Boil water notice issued in Cork, but lifted in parts of Limerick

The stormy weather over the last couple of days led to “extensive power outages” affecting water pumping stations and treatment plants, Limerick council said.

Image: CelloPics via Flickr

Updated 9pm

LIMERICK COUNTY COUNCIL issued a boil water notice to all customers in the county earlier today, “as a precautionary measure pending further investigation”.

The notice has now been lifted in some locations around the county, which are:

  • Kilmallock
  • Caherconlish
  • Ballyneety
  • Murroe,
  • Castleconnell
  • Patrickswell
  • Pallasgreen
  • Abbeyfeale (including Athea, Mountcollins, and Touranafulla),
  • South West Regional (including Broadford, Dromcollogher, Kilmeedy and Feoghanagh/Castlemahon, Glin, Ballyhahill, Shanagolden, Askeaton, Loghill)
  • Newcastle West (including Ardagh).

The notice was lifted after power was restored and “subsequent testing of water supplies demonstrated that the water was suitable for consumption”, said the council.

The notice had been made on the advice of the HSE and Irish Water,due to “extensive power outages affecting water pumping stations and treatment plants”. The council had explained that it is therefore not in a position to guarantee that water supplies are treated to the standards required.

A spokesperson said the council will continue to liaise with the HSE with a view to lifting the notice “as soon as practicable”, but added that it is likely it will remain in place for a number of days.

In the interest of public health, it is recommended that all users of public water schemes should boil water before use. Where boiling of water is not possible, bottled water should be used. We would ask members of the public to follow a number of instructions in relation to the use of public water supplies.

“The supply to the Limerick City and Environs area remains unaffected by the Boil Water Notice and continues to be safe for drinking,” the spokesperson added.

Cork

Meanwhile, a boil water notice has been served in Cork, after it came to the attention of Irish water and Cork County Council that the public water supply in some areas may be contaminated.

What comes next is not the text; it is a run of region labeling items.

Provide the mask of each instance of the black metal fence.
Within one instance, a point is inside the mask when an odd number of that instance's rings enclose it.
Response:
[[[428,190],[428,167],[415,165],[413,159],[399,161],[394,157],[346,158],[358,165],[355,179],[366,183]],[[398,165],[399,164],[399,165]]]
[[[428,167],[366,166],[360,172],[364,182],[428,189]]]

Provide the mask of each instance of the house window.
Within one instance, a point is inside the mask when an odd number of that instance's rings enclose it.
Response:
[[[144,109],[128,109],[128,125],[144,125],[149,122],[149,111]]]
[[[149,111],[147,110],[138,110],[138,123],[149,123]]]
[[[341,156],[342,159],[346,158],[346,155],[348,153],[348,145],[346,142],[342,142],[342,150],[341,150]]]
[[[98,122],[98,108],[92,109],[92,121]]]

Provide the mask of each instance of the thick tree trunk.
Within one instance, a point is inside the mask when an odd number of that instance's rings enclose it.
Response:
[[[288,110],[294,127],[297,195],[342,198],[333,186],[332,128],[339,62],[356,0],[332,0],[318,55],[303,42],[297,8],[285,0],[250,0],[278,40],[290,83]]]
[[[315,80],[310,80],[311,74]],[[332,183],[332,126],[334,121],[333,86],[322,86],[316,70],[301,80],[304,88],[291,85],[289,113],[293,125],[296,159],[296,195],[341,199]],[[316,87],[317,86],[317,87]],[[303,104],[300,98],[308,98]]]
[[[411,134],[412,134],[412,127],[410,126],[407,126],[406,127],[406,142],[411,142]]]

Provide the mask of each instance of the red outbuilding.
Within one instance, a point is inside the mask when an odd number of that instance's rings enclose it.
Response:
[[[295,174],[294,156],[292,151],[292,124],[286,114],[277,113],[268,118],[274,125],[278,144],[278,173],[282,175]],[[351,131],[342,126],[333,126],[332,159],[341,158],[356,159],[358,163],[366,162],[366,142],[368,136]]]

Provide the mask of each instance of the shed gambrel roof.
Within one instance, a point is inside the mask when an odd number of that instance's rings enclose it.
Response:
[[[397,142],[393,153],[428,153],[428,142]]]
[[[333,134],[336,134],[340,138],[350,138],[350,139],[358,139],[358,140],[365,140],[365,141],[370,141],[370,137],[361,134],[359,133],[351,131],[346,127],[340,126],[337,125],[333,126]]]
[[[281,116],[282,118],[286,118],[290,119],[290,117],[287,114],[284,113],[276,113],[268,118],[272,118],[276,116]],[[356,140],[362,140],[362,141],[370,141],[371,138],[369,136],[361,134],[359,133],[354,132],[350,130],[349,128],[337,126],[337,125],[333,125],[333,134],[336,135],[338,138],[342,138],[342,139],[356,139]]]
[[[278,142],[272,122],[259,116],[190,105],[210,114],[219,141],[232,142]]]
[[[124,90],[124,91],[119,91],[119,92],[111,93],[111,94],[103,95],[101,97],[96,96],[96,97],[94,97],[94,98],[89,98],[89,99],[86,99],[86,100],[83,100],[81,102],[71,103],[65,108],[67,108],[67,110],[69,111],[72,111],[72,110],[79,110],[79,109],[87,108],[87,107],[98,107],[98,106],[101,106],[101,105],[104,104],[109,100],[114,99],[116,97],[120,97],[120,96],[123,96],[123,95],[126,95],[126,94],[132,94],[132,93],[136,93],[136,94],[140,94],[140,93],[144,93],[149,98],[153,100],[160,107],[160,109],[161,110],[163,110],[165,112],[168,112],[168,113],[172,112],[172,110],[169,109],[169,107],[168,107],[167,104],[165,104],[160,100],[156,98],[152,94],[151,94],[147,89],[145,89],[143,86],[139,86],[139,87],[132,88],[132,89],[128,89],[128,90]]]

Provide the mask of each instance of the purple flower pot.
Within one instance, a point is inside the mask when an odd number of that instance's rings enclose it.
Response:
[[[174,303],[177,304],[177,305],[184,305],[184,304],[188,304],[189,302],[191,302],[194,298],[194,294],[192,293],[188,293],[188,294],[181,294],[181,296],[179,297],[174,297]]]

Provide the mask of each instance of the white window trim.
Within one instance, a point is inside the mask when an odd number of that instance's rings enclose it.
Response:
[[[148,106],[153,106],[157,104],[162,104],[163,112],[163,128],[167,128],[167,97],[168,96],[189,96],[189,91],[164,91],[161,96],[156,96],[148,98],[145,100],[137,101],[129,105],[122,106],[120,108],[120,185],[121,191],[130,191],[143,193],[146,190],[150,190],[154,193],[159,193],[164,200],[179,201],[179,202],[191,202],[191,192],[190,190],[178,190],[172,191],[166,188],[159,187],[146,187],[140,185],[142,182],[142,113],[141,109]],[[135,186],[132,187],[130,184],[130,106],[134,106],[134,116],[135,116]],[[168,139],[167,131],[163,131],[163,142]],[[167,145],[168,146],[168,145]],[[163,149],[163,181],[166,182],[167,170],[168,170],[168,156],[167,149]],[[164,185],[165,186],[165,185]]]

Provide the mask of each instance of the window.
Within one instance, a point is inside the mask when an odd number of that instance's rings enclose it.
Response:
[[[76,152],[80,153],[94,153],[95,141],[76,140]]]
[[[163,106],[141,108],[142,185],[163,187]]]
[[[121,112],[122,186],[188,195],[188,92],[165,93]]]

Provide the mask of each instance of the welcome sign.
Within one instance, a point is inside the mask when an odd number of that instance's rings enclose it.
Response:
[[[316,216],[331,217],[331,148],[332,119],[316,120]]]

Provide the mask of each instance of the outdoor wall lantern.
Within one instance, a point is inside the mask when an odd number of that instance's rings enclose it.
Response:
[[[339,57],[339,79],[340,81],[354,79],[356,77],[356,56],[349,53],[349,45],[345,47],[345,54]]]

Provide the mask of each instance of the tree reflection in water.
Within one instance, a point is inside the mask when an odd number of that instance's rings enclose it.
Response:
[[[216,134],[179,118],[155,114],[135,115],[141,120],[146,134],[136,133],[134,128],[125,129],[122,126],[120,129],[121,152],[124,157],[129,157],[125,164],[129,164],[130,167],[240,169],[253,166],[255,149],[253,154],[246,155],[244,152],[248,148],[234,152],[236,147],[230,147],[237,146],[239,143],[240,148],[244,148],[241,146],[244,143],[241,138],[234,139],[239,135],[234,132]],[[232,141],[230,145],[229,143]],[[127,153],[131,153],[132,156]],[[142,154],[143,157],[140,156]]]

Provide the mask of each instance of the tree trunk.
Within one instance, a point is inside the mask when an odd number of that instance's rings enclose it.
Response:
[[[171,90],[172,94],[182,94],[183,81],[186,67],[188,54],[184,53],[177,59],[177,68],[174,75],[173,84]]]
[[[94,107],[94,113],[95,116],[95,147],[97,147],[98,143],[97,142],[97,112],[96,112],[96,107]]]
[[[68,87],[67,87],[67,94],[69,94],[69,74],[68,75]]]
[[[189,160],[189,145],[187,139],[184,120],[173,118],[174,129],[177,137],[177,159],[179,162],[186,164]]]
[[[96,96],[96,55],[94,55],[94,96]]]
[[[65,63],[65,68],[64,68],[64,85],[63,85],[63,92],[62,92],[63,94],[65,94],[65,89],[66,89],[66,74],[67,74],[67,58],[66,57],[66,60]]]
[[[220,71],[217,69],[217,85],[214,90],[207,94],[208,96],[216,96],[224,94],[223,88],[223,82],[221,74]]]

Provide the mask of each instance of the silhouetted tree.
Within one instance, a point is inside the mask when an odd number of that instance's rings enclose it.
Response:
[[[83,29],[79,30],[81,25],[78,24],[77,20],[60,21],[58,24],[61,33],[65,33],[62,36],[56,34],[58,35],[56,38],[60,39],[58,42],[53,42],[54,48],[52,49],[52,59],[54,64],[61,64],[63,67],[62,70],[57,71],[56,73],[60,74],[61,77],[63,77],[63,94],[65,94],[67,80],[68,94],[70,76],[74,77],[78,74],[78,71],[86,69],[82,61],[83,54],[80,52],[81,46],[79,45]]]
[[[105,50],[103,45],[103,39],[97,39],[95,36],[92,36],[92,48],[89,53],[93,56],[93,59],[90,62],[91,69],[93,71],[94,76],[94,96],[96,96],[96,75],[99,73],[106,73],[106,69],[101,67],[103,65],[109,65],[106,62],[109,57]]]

For the full list of affected areas, click on this link to the Cork County Council press release.

The information is also at this link on the Cork County Council website.

The councils had the following advice for consumers:

Water must be boiled for:

  • Drinking;
  • Drinks made with water;
  • Preparation of salads and similar foods;
  • Brushing teeth;
  • Making of ice.

It is also recommended that you:

  • Prepare infant feeds with tap water that has been brought to the boil once and cooled. Do not use water that has been re-boiled several times. If bottled water is used for the preparation of infant feeds it should be boiled once and cooled. If you are using bottled water for preparing baby food, be aware that some natural mineral water may have high sodium content. Look at the label for sodium or `Na’ and check its level is not higher than 200mg per litre. If the content is higher, then it is advisable to use a different type of bottled water. If no other water is available, then use this water for as short a time as possible.
  • Water can be used for personal hygiene, bathing and flushing of toilets but not for brushing teeth or gargling.
  • Boil water by bringing to a vigorous, rolling boil and allow to cool. Cover and store in a refrigerator or cold place. Water from the hot tap is not safe to drink. Domestic water filters will not render water safe to drink.
  • Caution should be taken when bathing children to ensure that they do not swallow the bathing water.
  • Discard ice cubes in fridges and freezers and filtered water in fridges. Make ice from cooled boiled water.
  • Use water prepared for drinking when preparing foods that will not be cooked (eg washing salads).
  • Anyone suffering from diarrhoea (ie 3 or more loose bowel motions in a 24 hour period) for more than two days should contact their general practitioner and provide a stool sample for testing. They should continue to drink plenty of boiled or bottled water.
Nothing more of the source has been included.